For awhile, when I was so sure this boy I'm carrying was a girl I could handle baby girls again. When we found out he was a he I was sad and disappointed but I got over it, I am truly looking forward to meeting our boy. But time has done what it does best and moved on. And as it moves on I am finding little girls harder and harder to deal with again. As Eva would have grown older so does the age in which I find little girls hard. Now any girl age three and a half or younger is hard. This is not something I anticipated. This missing of my daughter as she grows...
This sorrow I carry. It does not fade. It changes and I can deal, most of the time, pretty well but this sorrow travels with me always. I read on another blog that mama couldn't let the sorrow overcome her or she would miss out on the time with her two other daughters. I thought this was well said. I try to not let the sorrow overcome me but the pain of missing Eva is just so strong I'm not sure I can really manage that. I am never, ever completely happy. There is always a tinge of sorrow. Some days more some days less but as I journey through missing Eva there is always sorrow and I miss that girl more than I can describe.
Today Samuel asked me why I want so many pictures of Eva. I said it's because I don't get to hold her or talk to her and then we played around with what we might say to our breathing Eva if she was here..."be quiet Eva, wash your hands Eva, Eva sit still, Samuel you can hold Eva's hand for children's story, go potty Eva, eat your food Eva" and as I spoke those words with Samuel I realized how little I get to actually say her name. How much my soul aches to say her name in everyday situations. I hate this constant aching.

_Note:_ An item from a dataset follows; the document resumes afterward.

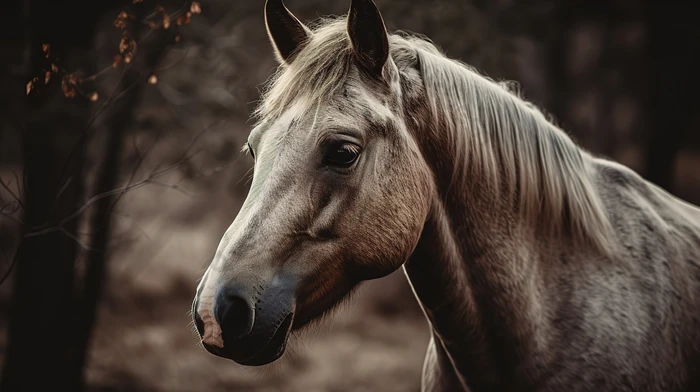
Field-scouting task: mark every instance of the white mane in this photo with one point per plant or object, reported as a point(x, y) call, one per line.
point(490, 130)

I am not the only one who has suffered or will suffer the loss of a child. There are no guarantees in life but I have to live with my own road of sorrow and grief and one thing I've learned on this road is that others may share the road with you but you walk alone. Grief is a lonely walk.
I know this isn't true but I felt like God owed me a girl of my own. A girl that might look like Eva. A girl part me and part Mike. Apparently God has different ideas anyway and,besides, I know he owes me nothing. I had hoped that a baby girl of my own would take the sting out of little girls for me but that is not meant to be and so, baby girls, little girls...they sting.
A few people have said to me they hope I have lots of granddaughters but that does not lessen the sting any because those grand daughters will not be the daughters of my daughter.
I'm realizing that I just have to learn to live with the sting of little girls. It's not what I anticipated in this life.